I think I know why the Julia designers chose this path. It’s all about type stability. The compiler can produce faster code if the output type of a method is always the same. If division of integers could yield either an integer or a float, the result type would not be known until runtime. Using exact rationals rather than floats would impose a double penalty: Rational arithmetic is much slower than (hardware-assisted) floating point.

Given the priorities of the Julia project, consistent floating-point quotients were probably the right choice. I’ll concede that point, but it still leaves me grumpy. I’m tempted to ask, “Why not just make all numbers floating point, the way JavaScript does?” Then all arithmetic operations would be type stable by default. (This is not a serious proposal. I deplore JavaScript’s all-float policy.)

Julia does offer the tools to build your own procedures for exact arithmetic.

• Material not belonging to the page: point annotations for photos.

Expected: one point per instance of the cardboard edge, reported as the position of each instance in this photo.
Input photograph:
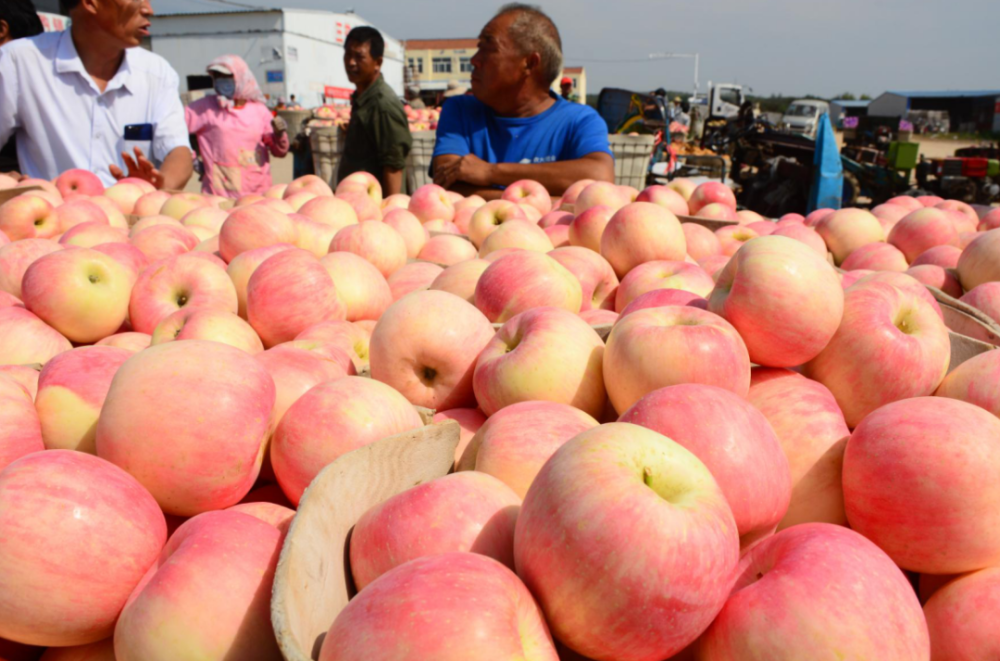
(311, 583)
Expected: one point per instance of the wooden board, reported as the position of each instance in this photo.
(312, 583)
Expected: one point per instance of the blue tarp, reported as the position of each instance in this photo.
(828, 178)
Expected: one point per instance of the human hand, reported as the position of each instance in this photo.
(139, 167)
(469, 168)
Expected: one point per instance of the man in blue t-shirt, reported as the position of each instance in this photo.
(515, 127)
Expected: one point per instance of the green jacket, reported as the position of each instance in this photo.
(379, 133)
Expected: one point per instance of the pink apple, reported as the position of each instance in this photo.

Here’s one way to conquer divide:

function xdiv(x::Int, y::Int)
    q = x // y                 # yields rational quotient
    den(q) == 1 ? num(q) : q   # return int if possible

xdiv(15, 5) ⇒ 3

xdiv(15, 9) ⇒ 5//3

My Int Overfloweth

Another numerical quirk gives me the heebie-jeebies. Let’s look again at one of those factorial functions defined above (it doesn’t matter which one).

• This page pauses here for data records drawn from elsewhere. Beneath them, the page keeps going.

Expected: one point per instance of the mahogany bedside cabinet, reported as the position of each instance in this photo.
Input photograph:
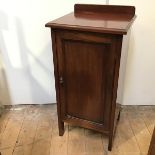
(87, 46)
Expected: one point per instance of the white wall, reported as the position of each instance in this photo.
(25, 46)
(140, 72)
(26, 50)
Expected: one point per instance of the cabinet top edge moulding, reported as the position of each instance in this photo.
(112, 19)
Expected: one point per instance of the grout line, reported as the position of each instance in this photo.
(134, 134)
(20, 129)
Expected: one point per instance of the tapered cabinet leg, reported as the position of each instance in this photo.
(118, 118)
(110, 142)
(61, 128)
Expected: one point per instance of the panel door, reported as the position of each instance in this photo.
(86, 64)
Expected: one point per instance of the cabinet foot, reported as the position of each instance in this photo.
(61, 128)
(118, 118)
(110, 143)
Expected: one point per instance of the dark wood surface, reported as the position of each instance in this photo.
(152, 145)
(86, 65)
(97, 18)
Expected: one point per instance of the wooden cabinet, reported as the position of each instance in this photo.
(152, 145)
(86, 52)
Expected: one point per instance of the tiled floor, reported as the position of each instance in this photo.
(32, 130)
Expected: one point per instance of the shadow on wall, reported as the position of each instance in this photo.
(4, 89)
(26, 83)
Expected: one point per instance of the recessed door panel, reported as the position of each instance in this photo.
(87, 70)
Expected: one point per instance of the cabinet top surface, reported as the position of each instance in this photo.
(97, 18)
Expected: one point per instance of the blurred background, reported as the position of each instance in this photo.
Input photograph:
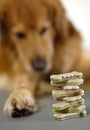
(79, 12)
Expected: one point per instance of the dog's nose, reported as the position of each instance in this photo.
(39, 64)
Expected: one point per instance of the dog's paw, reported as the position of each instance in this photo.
(20, 104)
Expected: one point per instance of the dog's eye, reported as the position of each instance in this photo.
(43, 31)
(20, 35)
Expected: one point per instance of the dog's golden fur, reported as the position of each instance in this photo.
(30, 29)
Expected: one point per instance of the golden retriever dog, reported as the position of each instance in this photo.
(36, 40)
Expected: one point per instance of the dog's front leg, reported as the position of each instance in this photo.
(21, 101)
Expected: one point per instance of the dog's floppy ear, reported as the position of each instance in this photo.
(58, 17)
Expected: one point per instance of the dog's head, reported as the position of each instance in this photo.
(33, 27)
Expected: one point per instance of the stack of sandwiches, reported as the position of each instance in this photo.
(68, 95)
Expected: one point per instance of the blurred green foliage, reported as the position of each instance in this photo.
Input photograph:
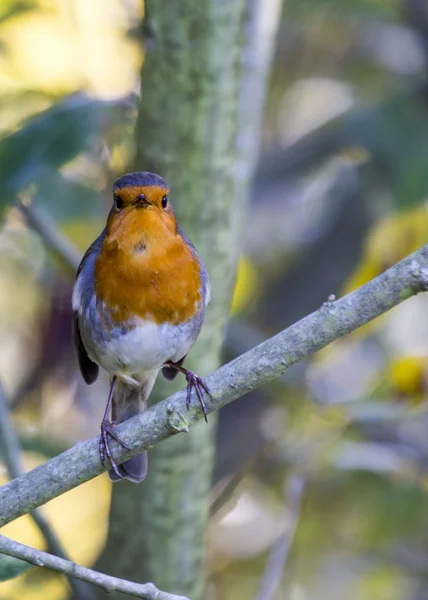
(340, 193)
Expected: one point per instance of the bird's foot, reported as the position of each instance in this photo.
(193, 381)
(104, 447)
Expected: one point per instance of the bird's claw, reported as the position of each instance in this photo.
(193, 381)
(104, 447)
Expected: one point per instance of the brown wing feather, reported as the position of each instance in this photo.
(88, 368)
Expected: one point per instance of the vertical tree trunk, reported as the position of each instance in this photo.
(203, 87)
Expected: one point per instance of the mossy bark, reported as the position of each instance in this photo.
(193, 131)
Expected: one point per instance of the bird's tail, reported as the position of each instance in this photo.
(129, 400)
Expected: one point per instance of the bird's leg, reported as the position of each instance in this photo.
(193, 381)
(106, 430)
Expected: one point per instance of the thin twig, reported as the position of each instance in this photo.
(48, 231)
(281, 548)
(260, 365)
(147, 591)
(11, 451)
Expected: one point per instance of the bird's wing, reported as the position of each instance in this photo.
(88, 367)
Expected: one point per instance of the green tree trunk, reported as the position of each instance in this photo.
(202, 92)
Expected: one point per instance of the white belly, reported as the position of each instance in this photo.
(145, 348)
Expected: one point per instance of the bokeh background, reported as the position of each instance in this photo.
(324, 471)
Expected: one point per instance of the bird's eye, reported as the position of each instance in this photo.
(118, 202)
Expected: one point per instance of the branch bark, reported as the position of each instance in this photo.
(11, 450)
(203, 83)
(253, 369)
(38, 558)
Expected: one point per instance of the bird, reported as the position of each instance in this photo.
(139, 303)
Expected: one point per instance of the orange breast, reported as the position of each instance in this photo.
(150, 273)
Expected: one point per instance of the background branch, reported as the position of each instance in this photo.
(281, 548)
(38, 558)
(253, 369)
(11, 452)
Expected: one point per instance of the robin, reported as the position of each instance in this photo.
(139, 302)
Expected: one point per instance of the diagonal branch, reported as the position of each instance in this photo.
(253, 369)
(147, 591)
(11, 450)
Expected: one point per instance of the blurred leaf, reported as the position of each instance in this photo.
(11, 8)
(389, 241)
(246, 285)
(50, 140)
(11, 567)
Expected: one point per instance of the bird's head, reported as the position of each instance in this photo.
(141, 215)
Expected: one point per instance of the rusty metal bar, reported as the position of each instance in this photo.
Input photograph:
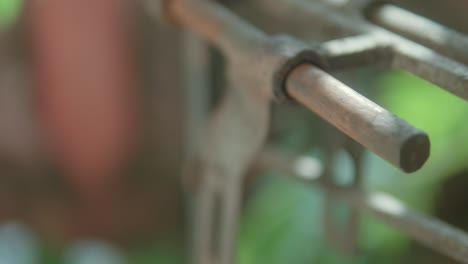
(433, 35)
(255, 55)
(359, 118)
(405, 54)
(425, 229)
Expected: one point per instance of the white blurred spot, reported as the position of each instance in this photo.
(383, 202)
(18, 245)
(308, 168)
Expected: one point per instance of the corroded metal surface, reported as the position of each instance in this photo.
(446, 69)
(429, 231)
(263, 69)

# run the factorial function f on integers from 1 to limit

function test_factorial(f::Function, limit::Int)
    for n in 1:limit
        @printf("n = %d, f(n) = %d\n", n, f(n))

test_factorial(factorial_range, 25) ⇒

n = 1, f(n) = 1
n = 2, f(n) = 2
n = 3, f(n) = 6
n = 4, f(n) = 24
n = 5, f(n) = 120
n = 6, f(n) = 720
n = 7, f(n) = 5040
n = 8, f(n) = 40320
n = 9, f(n) = 362880
n = 10, f(n) = 3628800
n = 11, f(n) = 39916800
n = 12, f(n) = 479001600
n = 13, f(n) = 6227020800
n = 14, f(n) = 87178291200
n = 15, f(n) = 1307674368000
n = 16, f(n) = 20922789888000
n = 17, f(n) = 355687428096000
n = 18, f(n) = 6402373705728000
n = 19, f(n) = 121645100408832000
n = 20, f(n) = 2432902008176640000
n = 21, f(n) = -4249290049419214848
n = 22, f(n) = -1250660718674968576
n = 23, f(n) = 8128291617894825984
n = 24, f(n) = -7835185981329244160
n = 25, f(n) = 7034535277573963776

Everything is copacetic through \(n = 20\), and then suddenly we enter an alternative universe where multiplying a bunch of positive integers gives a negative result. You can probably guess what’s happening here. The computation is being done with 64-bit, twos-complement signed integers, with the most-significant bit representing the sign. When the magnitude of the number exceeds \(2^{63} - 1\), the bit pattern is interpreted as a negative value; then, at \(2^{64}\), it crosses zero and becomes positive again. Essentially, we’re doing arithmetic modulo \(2^{64}\), with an offset.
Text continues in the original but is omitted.